17.7.08

Café matinal


imagem daqui


Aquele homem de meia idade com quem me cruzo diariamente desde á dois meses pela manhã, tem algo de estranho e ao mesmo tempo misterioso, que me confunde profundamente. Não consigo defenir se acorda triste ou apenas amargurado ou se nada disso que eu imagino é verdade. Não parece feliz mas tambem não posso afirmar com certeza que seja infeliz. Tem uma testa altiva que lhe dá serenidade mas os olhos traem-no. A inquietude no olhar e nas mãos é quase permanente. Dirige-se à mesa, senta-se, bebe o café curto com adoçante e volta a sair parecendo ignorar completamente o que o rodeia. Normalmente observo-lhe as mão inquietas e os olhos nervosos, tentando entender-lhe a alma mas acabo por não chegar a nenhuma conclusão quando fixo o olhar por alguns segundos no perfil da face. Parece uma mascara de pedra. Granitica. Nada do que se passe naquele micro-cosmos citadino com odores fortes a torradas queimadas com manteiga, sumo de laranja e café forte, lhe faz mexer um musculo facial que seja. Sinceramente não consigo formular uma opinião acerca dos mistérios que aquele homem transporta mas calculo que sejam muitos e pesados. Acho que a partir de amanhã vou-me dedicar a observar a mulher que entra sempre dois passos atrás, se senta na cadeira ao lado, e terminado o café se levanta uns segundos depois dele, seguindo-o até á rua. Parece ser sua filha mas pode ser tambem a esposa ou namorada ou mesmo amante. Pode até ser uma colega de trabalho ou simplesmente uma secretária dedicada pois é ela que paga o café todas as manhãs. È muito jovem ela e ainda mais bonita. Usa um perfume de jasmim que combina mal com a sensualidade urbana que transpira em cada curva do corpo. Tem lábios atrevidos e peito proporcionado. Usa saias curtas e justas e por vezes esquece de fechar os ultimos botões do decote. Tem olhos grandes e escuros ela, que como focos de luz percorrem toda a sala procurando outros olhos onde se fixarem. Tenho a certeza que muitas vezes procura exatamente os meus para aquele exercicio estranho mas normalmente evito olhá-la porque me desconcerta e incomoda mas amanhã vou resistir aquele fogo que queima e tentar conseguir atravéz deles, desvendar os mistérios que aquele homem oculta e que tanto me deixam intrigado.

4 comentários:

Sombra de Anja disse...

O que a solidão não faz!
É acompanhada por um café curto, um sumo de laranja e uma troca de olhares fervorosos.
A fuga de si mesmo para um outrem é uma luta constante do ser humano enigmaticamente inteligente.
Por mais que uma pétala de vento açoite tua face, o conjunto delas se enamorará pela tua mente.

Texto belíssimo.
Beijo docemente angelical

Jácome D`Alva disse...

Anja,

nem sempre a solidão é uma imposição externa. Tambem é uma opção consciente e assumida.

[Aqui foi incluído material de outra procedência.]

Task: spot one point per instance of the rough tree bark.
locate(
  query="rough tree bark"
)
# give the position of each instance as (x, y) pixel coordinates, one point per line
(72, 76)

O homem do café que aparenta tantas contradições nunca será um homem vazio, pois elas abrem-lhe um leque interminável de opções. Provávelmente conhece-as todas e as que não conhece o tempo se encarregará de lhe mostar.

Resta-lhe o momento da decisão.

Que tanto poderá ser ficar como partir. Uma e outra poderão ser sempre entendidas como fugas dependendo do ponto de vista de quem as analisa.

um beijo

Sombra de Anja disse...

Caro Jácome,
Claramente que as contradições (para um homem inteligente) podem tornar-se num leque infindável de escolhas e decisões.
Se o homem do café é feliz? Não sei...não o conheço...nem a alma dele.
Se a mulher que paga o café é infeliz? Não sei...nunca a vi sorrir.
Mas sei que, decisões não são fugas e nem desculpas mal paridas, mas sim parte do que somos, do que nos tornamos.

Reitero...o texto é belíssimo.

Bjs angelicais

Jácome D`Alva disse...

Introduzes um elemento semantico novo na questão. Desculpas. Mal paridas.

Elevamos assim a retórica para uns niveis acima do "ground level" meramente observador e entramos no plano inquisitório dos julgamentos de personalidade.

Não sei porquê mas sinto-me... réu!!!

um beijo

PS:
Adoro debater contigo... quase tanto como apanhar a tua boleia nos passeios celestiais!